- Planned PlayStation 2 cover
- Developer: Treasure
- Publishers: Conspiracy Entertainment Swing! Entertainment
- Director: Tetsuhiko Kikuchi
- Designers: Tetsuhiko Kikuchi; Kouji Kitatani; Tsunehisa Kanagae; Seiji Hasuko;
- Programmers: Fukuryuu; Masaki Ukyo; Yoshihiro Miura;
- Composer: Norio Hanzawa
- Platforms: PlayStation 2, GameCube
- Release: Cancelled
- Genre: Fighting
- Modes: Single-player, multiplayer

= Tiny Toon Adventures: Defenders of the Universe =

Cancelled fighting video game

Tiny Toon Adventures: Defenders of the Universe is a cancelled fighting game based on the Tiny Toon Adventures franchise. It was initially scheduled for release in mid-2002, but was cancelled for unknown reasons, despite having completed development. It was developed by Treasure and originally slated for the PlayStation 2 and GameCube. On 25 February 2009, a disc image of the game was released by a member of the Internet forum Lost Levels.

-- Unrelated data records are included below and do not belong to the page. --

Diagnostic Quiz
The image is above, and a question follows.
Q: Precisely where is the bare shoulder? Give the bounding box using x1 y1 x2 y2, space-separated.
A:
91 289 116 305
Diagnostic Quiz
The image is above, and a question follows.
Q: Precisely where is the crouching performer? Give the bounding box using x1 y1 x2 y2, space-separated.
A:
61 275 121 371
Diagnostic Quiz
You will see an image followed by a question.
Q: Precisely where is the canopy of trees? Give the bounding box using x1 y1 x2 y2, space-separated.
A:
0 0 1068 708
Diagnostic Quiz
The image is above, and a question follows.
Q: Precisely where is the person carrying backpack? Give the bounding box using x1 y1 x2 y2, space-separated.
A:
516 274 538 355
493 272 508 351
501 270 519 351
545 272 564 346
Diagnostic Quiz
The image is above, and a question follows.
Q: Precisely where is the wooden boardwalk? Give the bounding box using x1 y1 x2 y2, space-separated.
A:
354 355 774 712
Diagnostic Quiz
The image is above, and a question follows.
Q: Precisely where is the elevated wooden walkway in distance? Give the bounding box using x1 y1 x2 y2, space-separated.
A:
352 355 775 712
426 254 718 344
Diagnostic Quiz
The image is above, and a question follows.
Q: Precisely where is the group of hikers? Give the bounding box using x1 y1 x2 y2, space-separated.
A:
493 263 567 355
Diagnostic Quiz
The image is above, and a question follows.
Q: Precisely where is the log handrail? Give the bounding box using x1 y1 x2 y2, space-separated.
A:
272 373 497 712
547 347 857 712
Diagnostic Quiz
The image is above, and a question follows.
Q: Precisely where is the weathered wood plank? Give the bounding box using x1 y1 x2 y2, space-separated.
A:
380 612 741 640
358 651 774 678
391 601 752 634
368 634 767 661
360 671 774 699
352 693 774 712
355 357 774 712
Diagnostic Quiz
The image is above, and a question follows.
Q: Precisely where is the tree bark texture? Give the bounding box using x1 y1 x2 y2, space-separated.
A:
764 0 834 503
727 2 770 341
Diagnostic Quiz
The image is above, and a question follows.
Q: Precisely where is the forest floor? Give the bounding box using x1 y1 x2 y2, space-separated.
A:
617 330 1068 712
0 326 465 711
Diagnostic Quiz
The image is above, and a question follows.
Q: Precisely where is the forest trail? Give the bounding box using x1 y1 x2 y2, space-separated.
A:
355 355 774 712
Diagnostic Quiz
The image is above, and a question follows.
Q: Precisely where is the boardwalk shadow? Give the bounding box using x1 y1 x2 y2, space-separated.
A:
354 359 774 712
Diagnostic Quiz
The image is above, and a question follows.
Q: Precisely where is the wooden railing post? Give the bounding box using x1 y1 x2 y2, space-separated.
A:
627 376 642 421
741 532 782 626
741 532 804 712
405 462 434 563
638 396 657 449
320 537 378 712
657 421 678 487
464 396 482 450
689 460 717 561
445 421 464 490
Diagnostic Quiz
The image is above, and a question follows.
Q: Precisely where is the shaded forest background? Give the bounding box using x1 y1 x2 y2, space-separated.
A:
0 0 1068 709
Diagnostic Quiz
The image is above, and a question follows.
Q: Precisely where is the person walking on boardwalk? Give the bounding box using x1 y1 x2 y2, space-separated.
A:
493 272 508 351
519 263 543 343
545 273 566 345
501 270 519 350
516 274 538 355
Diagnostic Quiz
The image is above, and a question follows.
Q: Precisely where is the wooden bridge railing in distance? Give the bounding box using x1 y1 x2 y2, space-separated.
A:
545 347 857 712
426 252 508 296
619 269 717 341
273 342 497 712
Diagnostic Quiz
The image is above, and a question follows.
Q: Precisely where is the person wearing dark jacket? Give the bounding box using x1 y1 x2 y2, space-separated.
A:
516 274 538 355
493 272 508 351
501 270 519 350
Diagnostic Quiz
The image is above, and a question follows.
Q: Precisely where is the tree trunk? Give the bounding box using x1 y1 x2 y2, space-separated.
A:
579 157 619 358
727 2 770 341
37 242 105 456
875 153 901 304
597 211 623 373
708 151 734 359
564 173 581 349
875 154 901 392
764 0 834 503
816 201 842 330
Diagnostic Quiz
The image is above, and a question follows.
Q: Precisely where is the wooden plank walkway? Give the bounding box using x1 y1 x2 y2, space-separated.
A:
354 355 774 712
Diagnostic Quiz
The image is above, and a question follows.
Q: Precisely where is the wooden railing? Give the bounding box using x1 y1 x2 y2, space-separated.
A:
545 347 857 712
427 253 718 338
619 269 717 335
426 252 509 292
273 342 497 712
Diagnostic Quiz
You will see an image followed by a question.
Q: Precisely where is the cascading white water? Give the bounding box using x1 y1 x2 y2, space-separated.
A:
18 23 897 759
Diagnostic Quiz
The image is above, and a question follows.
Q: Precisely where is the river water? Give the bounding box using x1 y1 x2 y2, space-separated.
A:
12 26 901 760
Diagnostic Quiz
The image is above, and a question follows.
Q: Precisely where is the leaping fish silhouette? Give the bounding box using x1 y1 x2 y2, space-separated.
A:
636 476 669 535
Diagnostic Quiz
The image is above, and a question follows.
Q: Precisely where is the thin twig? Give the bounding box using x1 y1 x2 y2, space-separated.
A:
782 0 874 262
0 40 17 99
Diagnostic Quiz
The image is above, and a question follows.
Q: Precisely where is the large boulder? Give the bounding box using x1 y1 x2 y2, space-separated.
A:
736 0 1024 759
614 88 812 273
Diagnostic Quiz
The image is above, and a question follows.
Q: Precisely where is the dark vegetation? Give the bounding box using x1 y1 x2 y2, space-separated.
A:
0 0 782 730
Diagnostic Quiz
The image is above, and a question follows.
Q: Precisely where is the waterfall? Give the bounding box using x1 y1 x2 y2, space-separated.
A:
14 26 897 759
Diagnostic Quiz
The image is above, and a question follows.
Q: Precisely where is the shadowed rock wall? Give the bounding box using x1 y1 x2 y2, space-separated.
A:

The surviving voice actors from the TV series reprised their roles as their characters for this game, with Charlie Adler returning as the voice of Buster (as well as voicing Zag) and Billy West replacing the late Don Messick as the voice of Hamton.

==Gameplay and premise==

Screenshot of the game

The plot of Defenders of the Universe centers on Montana Max taking over the planet Gold Star. Natives of the planet, the Bullions, escape and ask Buster Bunny, Babs Bunny, Plucky Duck, and Hamton Pig for help.

==Development and cancellation==
Originally titled Tiny Toon Adventures: Defenders of the Looniverse, Defenders of the Universe was first announced in 2001 with a planned spring 2002 release. It was later expected for release by the summer that same year.

In 2004, Douglas C. Perry for IGN suggested that the game had always been intended for release, mentioning that it was "still officially slated to come out sometime (not necessarily in 2004)". While the game was given an ESRB rating and was shown on retail listings, it was never released in any capacity, with no official reason given.

==Reception==
Kurt Kalata from Hardcore Gaming 101 theorized that the game was planned to be the spiritual successor to Treasure's 1999 Japanese-exclusive Rakugaki Showtime, noting its similarities in gameplay and mechanics. Shared staff between the two games include director and co-designer Tetsuhiko Kikuchi, co-designer Tsunehisa Kanagae, and programmer Masaki Ukyo.